Below are articles from various sources about members of MCB and their research.
Surprising research on the role of cytoskeletal integrity in preventing protein misfolding from heat shock by Howard Hughes Investigator, Thomas and Stacey Siebel Distinguished Chair in Stem Cell Biology, and Professor of Genetics, Genomics and Development Andrew Dillin is in the Oct. 17 issue of the journal Science and is the focus of a NewsCenter article. The accumulation of improperly folded proteins has been linked to diseases such as Alzheimer’s, Parkinson’s, and Huntington’s.

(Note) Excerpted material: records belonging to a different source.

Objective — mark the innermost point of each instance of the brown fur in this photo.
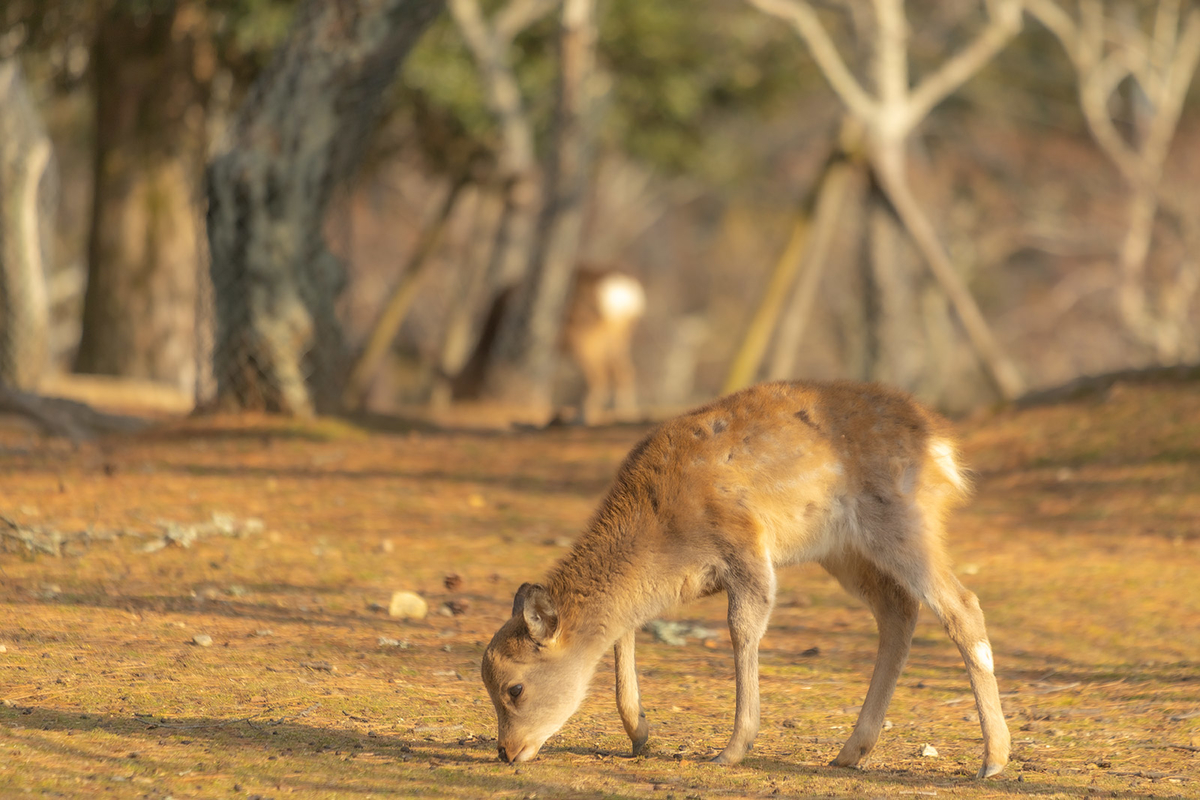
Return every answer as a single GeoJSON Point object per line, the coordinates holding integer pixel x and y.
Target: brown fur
{"type": "Point", "coordinates": [857, 477]}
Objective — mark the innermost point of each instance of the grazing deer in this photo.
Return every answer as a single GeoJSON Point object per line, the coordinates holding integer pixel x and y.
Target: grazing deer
{"type": "Point", "coordinates": [601, 314]}
{"type": "Point", "coordinates": [856, 477]}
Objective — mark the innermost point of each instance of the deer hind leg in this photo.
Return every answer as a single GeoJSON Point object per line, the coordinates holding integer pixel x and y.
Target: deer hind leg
{"type": "Point", "coordinates": [629, 701]}
{"type": "Point", "coordinates": [624, 377]}
{"type": "Point", "coordinates": [958, 608]}
{"type": "Point", "coordinates": [918, 563]}
{"type": "Point", "coordinates": [895, 612]}
{"type": "Point", "coordinates": [751, 591]}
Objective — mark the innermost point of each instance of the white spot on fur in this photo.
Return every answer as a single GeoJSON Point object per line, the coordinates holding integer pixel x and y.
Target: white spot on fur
{"type": "Point", "coordinates": [983, 654]}
{"type": "Point", "coordinates": [621, 298]}
{"type": "Point", "coordinates": [943, 456]}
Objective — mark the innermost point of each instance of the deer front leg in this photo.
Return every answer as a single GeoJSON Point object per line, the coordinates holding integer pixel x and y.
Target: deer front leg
{"type": "Point", "coordinates": [629, 701]}
{"type": "Point", "coordinates": [750, 601]}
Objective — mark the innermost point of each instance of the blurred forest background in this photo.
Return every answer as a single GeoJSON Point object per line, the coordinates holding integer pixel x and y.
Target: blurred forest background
{"type": "Point", "coordinates": [310, 205]}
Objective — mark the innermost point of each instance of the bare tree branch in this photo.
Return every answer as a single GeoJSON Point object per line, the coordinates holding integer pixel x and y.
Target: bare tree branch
{"type": "Point", "coordinates": [807, 23]}
{"type": "Point", "coordinates": [1003, 25]}
{"type": "Point", "coordinates": [520, 14]}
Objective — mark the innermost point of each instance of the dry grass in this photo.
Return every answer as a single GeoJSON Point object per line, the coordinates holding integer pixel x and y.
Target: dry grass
{"type": "Point", "coordinates": [1083, 543]}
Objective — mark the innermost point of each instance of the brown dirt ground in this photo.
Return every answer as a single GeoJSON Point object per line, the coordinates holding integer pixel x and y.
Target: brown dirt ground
{"type": "Point", "coordinates": [1083, 545]}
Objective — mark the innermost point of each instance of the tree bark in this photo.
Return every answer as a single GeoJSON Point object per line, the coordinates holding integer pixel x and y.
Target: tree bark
{"type": "Point", "coordinates": [139, 307]}
{"type": "Point", "coordinates": [28, 188]}
{"type": "Point", "coordinates": [299, 133]}
{"type": "Point", "coordinates": [522, 370]}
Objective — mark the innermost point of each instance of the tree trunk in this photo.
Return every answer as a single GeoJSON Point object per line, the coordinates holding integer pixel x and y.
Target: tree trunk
{"type": "Point", "coordinates": [526, 346]}
{"type": "Point", "coordinates": [139, 308]}
{"type": "Point", "coordinates": [299, 133]}
{"type": "Point", "coordinates": [28, 188]}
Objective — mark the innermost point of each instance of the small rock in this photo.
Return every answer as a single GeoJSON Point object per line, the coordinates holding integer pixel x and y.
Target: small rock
{"type": "Point", "coordinates": [408, 605]}
{"type": "Point", "coordinates": [677, 633]}
{"type": "Point", "coordinates": [388, 642]}
{"type": "Point", "coordinates": [455, 607]}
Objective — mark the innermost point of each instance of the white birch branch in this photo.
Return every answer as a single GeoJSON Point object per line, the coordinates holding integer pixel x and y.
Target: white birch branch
{"type": "Point", "coordinates": [949, 77]}
{"type": "Point", "coordinates": [805, 22]}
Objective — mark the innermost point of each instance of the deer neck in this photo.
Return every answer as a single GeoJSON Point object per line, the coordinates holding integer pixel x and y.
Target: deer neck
{"type": "Point", "coordinates": [604, 587]}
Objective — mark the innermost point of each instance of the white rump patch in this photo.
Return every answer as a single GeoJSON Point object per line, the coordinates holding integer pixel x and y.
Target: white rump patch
{"type": "Point", "coordinates": [943, 456]}
{"type": "Point", "coordinates": [983, 654]}
{"type": "Point", "coordinates": [621, 298]}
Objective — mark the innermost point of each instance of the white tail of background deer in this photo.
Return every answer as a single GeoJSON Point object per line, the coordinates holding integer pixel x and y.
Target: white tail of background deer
{"type": "Point", "coordinates": [856, 477]}
{"type": "Point", "coordinates": [603, 311]}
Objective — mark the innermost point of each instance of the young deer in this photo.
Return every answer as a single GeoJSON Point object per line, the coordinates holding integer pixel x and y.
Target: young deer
{"type": "Point", "coordinates": [601, 313]}
{"type": "Point", "coordinates": [603, 310]}
{"type": "Point", "coordinates": [856, 477]}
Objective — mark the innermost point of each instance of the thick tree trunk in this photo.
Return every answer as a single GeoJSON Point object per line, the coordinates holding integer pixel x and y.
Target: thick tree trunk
{"type": "Point", "coordinates": [28, 187]}
{"type": "Point", "coordinates": [139, 308]}
{"type": "Point", "coordinates": [298, 134]}
{"type": "Point", "coordinates": [525, 350]}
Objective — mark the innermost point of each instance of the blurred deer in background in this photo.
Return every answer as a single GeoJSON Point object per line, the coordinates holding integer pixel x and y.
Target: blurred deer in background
{"type": "Point", "coordinates": [603, 312]}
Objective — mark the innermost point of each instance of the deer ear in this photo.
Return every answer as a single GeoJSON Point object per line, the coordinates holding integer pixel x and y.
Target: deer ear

Howard Hughes Investigator and Thomas and Stacey Siebel Distinguished Chair in Stem Cell Biology and Professor of Genetics, Genomics and Development Andrew Dillin, together with Nobelist Stan Prusiner from UCSF, will lead a new integrated center for research on neurodegenerative diseases. The center will be funded by $3 million from the Glenn Foundation for Medical Research and will pave the way for novel treatments for diseases linked to misfolded proteins and/or prions.
Professor Mary Claire King is the 2014 recipient of the prestigious Lasker~Koshland Award for Special Achievement in Medical Science for her work discovering the BRCA1 breast-cancer gene. King made her discovery while she was a faculty member at UC Berkeley in the School of Public Health and in the Department of Molecular & Cell Biology.
Director of QB3 and Eveland Warren Endowed Chair Professor of Biochemistry, Biophysics and Structural Biology Susan Marqusee has been honored as a fellow in The Biophysical Society.
The Biophysical Society has honored Susan Marqusee as a 2015 Society Fellow for her work as one of the world’s top experimentalists in the field of protein folding, which has had, and continues to have, a significant impact in the field of protein biophysics in general.
While working as a Professor in MCB's Division of Immunology, Dr. Jim Allison developed the immunotherapy drug Yervoy (Ipilimumab), the first drug to improve overall survival for patients with advanced metastatic melanoma, the deadliest form of skin cancer. Yervoy was an informative feature story for the Association of University Technology Managers (AUTM) that describes both the research and the technology transfer process.
Professor of Neurobiology and Director of the Helen Wills Neuroscience Institute Ehud Isacoff has received an NSF Early Concept Grant for Exploratory Research (EAGER) Award to develop a new technology that uses light to tweak the synapses of brain cells to determine how they process information during learning and memory.